CLAIMS AND NEW THREATS
There is no doubt we live in a society where there is an ever-increasing claims culture. Extensive choice coupled with advanced technology, social media, online claim centres, chat rooms, blogging, No Win No Fee law firms have all served to educate the consumer of their rights who in turn have become increasingly demanding and litigious.
With the use of online platforms and the wide variety of communication mediums available, maintaining customer service levels has become increasingly challenging.

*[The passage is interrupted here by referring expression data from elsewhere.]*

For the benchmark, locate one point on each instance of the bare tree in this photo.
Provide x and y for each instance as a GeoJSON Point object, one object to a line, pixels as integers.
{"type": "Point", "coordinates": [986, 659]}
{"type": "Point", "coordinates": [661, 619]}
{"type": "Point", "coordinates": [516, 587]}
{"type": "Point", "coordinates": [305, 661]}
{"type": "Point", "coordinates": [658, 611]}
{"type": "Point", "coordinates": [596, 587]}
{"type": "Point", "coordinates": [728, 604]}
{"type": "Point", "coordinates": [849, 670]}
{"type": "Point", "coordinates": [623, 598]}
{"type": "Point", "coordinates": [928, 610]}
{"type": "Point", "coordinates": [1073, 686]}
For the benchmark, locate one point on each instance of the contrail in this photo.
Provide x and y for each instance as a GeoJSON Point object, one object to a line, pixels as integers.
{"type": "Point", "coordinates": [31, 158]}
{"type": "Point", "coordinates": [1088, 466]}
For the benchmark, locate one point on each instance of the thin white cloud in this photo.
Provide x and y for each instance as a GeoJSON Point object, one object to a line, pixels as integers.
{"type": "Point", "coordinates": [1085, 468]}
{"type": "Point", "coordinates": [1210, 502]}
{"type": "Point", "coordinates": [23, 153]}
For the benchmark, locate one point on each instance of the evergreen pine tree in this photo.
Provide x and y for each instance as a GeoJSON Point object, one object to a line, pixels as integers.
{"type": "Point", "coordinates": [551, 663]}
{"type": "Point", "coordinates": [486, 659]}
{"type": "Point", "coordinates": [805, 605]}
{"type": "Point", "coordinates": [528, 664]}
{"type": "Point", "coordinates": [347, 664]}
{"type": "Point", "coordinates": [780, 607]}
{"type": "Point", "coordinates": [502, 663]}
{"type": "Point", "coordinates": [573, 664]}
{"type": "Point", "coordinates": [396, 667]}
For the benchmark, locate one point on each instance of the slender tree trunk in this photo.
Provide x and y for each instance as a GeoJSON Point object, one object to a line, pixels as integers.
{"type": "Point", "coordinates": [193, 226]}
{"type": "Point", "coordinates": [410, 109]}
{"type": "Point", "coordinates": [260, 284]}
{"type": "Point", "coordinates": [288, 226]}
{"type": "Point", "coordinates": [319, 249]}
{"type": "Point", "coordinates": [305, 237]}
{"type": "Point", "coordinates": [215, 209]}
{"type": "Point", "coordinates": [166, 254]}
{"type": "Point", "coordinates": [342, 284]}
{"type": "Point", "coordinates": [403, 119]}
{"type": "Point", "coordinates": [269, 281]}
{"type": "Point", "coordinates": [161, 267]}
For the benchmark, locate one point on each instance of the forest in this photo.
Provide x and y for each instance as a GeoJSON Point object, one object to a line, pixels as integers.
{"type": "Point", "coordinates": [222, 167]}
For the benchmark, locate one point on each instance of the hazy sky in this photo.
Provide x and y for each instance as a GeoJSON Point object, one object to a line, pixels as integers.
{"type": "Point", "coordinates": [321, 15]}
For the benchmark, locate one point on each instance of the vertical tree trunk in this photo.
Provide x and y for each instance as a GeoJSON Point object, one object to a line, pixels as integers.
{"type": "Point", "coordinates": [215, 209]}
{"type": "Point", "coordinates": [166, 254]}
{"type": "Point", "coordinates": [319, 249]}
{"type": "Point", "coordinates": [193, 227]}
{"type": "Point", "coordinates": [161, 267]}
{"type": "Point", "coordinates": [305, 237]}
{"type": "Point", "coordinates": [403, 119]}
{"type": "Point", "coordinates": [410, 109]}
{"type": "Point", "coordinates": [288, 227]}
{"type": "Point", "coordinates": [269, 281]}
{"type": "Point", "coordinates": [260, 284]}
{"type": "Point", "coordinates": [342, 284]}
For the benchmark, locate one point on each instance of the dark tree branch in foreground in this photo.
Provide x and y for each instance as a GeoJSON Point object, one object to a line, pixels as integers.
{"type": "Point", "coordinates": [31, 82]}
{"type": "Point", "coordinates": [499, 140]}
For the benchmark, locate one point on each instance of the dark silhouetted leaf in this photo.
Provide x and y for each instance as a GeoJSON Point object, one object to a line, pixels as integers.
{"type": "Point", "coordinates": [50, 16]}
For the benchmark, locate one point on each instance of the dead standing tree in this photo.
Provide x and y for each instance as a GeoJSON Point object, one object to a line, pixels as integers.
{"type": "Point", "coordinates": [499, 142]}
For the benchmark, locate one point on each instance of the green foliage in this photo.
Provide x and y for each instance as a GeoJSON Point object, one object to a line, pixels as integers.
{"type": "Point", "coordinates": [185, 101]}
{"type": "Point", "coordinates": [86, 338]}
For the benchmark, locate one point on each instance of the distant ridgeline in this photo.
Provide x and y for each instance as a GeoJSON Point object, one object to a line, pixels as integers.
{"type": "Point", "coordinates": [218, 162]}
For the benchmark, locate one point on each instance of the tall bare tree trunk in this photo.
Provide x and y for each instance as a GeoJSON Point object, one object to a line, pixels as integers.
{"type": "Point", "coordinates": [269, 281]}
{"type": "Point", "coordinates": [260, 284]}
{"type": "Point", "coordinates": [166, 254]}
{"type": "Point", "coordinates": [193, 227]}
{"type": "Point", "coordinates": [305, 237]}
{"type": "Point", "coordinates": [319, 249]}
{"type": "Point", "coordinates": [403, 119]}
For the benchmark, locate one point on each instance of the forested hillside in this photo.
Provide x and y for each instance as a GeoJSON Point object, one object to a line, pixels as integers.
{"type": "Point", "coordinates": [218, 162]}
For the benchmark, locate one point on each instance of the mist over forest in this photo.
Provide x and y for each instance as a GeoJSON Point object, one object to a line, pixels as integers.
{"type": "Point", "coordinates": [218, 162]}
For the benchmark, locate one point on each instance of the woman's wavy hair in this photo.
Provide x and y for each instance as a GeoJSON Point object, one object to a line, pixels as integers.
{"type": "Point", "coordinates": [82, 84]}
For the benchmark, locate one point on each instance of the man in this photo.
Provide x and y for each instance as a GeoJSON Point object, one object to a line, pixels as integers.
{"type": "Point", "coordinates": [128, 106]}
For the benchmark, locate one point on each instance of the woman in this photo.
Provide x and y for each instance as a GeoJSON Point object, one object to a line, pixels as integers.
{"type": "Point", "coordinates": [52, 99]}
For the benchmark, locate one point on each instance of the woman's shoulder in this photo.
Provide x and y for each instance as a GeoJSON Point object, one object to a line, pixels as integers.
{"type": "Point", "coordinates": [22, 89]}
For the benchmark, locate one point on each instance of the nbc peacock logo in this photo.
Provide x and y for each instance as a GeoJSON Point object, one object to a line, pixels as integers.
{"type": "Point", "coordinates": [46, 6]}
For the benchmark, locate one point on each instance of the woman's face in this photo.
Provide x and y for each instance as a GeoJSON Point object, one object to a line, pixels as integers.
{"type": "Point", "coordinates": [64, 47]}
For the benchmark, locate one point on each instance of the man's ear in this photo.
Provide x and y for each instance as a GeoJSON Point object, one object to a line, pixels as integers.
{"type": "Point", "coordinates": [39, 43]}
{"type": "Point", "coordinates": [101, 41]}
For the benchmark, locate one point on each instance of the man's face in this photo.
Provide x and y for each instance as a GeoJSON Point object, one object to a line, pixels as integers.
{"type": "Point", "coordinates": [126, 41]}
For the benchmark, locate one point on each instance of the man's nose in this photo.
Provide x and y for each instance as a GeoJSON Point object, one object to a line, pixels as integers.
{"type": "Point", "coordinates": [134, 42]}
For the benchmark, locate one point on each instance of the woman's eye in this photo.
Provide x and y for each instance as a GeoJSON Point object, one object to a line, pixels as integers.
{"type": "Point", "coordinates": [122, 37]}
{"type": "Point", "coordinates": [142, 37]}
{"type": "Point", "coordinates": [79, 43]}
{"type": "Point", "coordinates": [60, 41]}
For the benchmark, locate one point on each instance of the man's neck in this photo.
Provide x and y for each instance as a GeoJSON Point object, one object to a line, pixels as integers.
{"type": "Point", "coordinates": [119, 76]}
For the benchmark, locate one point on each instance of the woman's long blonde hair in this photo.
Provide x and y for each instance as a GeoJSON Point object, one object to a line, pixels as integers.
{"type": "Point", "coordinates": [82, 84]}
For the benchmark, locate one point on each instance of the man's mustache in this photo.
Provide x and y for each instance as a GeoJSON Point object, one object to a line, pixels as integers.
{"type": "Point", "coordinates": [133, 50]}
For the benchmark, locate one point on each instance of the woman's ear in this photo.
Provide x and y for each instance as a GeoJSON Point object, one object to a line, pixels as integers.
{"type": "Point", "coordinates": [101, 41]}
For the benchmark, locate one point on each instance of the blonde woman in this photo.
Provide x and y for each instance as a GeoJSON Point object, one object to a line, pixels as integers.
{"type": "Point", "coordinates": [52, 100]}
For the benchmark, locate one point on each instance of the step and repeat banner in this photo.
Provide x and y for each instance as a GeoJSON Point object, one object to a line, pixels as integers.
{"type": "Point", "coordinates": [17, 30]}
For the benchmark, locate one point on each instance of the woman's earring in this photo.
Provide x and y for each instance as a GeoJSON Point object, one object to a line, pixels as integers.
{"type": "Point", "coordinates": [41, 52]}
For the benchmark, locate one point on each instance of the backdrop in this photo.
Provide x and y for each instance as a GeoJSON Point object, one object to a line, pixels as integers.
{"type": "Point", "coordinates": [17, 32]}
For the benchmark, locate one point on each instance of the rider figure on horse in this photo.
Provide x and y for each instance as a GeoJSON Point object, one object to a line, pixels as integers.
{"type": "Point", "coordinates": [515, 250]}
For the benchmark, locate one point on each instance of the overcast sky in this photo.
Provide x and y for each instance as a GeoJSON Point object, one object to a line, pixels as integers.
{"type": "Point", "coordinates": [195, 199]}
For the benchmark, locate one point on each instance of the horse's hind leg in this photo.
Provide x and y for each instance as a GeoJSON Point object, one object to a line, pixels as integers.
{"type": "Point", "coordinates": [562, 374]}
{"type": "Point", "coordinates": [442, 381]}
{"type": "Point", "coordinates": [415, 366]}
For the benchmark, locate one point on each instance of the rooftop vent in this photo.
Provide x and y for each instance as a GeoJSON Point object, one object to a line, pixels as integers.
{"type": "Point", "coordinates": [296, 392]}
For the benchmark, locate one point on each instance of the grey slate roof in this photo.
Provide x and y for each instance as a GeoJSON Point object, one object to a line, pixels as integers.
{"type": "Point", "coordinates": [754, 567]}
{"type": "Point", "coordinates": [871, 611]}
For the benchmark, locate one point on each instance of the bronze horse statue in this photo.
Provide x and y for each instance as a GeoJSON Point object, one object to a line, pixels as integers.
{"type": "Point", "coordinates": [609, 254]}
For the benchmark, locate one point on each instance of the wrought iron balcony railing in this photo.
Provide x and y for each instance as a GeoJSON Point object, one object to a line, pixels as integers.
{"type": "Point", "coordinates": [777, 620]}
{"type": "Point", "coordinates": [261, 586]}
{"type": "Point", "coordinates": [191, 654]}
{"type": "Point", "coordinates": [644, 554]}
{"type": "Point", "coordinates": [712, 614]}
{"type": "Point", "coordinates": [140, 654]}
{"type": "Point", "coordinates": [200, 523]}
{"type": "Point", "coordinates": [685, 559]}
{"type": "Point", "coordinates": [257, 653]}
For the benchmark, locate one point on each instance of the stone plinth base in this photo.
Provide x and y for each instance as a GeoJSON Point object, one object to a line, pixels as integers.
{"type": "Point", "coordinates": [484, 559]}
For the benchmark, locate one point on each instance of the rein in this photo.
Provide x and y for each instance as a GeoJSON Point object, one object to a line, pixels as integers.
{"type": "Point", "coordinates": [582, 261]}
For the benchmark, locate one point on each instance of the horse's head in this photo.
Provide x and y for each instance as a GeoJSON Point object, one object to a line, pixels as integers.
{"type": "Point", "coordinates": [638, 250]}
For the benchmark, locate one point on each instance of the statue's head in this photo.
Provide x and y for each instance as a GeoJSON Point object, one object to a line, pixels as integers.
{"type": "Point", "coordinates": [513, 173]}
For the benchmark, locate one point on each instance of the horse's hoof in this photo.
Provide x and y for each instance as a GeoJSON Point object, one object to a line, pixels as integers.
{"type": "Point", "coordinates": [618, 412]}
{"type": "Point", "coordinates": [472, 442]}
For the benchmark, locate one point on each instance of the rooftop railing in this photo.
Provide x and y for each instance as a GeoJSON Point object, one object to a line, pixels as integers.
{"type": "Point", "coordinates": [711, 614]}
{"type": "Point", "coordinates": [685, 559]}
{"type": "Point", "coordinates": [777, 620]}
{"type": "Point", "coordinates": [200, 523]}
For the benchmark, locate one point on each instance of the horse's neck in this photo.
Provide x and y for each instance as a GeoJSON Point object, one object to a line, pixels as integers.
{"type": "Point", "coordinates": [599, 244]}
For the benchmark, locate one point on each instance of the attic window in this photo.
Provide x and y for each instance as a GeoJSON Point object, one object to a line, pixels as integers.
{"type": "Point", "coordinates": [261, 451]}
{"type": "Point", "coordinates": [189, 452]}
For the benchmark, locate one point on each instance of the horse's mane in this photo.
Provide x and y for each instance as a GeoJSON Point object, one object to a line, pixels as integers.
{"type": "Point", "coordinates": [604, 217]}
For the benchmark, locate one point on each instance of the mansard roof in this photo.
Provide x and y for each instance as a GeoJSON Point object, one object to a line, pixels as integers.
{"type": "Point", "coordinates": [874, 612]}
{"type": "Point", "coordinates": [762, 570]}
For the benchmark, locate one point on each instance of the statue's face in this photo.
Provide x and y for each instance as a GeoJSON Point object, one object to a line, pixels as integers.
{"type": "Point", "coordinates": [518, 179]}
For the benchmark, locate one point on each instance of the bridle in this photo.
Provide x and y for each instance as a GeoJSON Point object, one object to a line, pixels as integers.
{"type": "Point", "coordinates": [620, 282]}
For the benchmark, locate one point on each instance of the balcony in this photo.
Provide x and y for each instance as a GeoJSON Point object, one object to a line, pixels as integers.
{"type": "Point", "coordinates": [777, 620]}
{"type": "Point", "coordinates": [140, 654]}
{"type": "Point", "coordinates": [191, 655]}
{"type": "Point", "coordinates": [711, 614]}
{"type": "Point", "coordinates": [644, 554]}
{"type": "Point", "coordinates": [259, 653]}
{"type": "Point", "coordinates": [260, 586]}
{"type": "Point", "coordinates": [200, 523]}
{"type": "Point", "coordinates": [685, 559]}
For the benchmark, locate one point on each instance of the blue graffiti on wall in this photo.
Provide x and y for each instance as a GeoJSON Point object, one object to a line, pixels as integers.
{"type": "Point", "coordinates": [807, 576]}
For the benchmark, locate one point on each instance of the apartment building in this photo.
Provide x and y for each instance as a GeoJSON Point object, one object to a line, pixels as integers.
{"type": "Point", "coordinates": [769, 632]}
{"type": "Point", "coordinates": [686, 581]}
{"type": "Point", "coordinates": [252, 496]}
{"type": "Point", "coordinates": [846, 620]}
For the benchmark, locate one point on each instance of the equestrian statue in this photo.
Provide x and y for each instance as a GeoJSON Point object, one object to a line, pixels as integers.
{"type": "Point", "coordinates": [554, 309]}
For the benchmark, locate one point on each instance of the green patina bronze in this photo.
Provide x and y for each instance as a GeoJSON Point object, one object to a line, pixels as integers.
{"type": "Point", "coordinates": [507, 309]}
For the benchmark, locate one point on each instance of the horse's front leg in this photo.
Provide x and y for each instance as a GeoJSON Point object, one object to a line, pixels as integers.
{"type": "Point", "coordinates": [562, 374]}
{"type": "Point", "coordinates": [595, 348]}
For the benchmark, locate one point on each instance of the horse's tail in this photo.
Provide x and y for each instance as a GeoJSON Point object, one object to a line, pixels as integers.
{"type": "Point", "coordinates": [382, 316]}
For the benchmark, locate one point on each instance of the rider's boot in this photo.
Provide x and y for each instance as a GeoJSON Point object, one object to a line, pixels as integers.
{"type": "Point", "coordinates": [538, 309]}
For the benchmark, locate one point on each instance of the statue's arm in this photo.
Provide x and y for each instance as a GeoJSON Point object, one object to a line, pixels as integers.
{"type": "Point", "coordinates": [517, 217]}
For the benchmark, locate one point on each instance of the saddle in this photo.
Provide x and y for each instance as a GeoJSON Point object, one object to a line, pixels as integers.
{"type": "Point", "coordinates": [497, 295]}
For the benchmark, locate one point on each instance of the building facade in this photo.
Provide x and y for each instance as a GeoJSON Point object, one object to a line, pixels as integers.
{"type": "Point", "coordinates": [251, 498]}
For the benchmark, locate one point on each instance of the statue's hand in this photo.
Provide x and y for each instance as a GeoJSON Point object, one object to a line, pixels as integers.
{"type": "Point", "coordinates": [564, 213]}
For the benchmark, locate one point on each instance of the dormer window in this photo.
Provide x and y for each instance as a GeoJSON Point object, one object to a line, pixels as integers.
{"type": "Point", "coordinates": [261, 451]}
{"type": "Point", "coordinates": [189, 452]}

The Property Ombudsman recorded a 20% increase in complaints for 2019 and have advised the last two years has seen a 2.5 x increase in customer service related tweets on twitter and a huge 60% of consumers will expect a response back within the hour.
Property management claims continue to show consistent frequency, however the most notable development in the last 18 months comes from the surge in claims due to tenants deposits not being lodged on time and prescribed information being issued incorrectly.
It has been well documented that the courts can award up to three times the value of the deposit where a deposit has not been lodged on time, therefore tenants are being much more attentive and especially if prompted by a No Win No Fee law firm.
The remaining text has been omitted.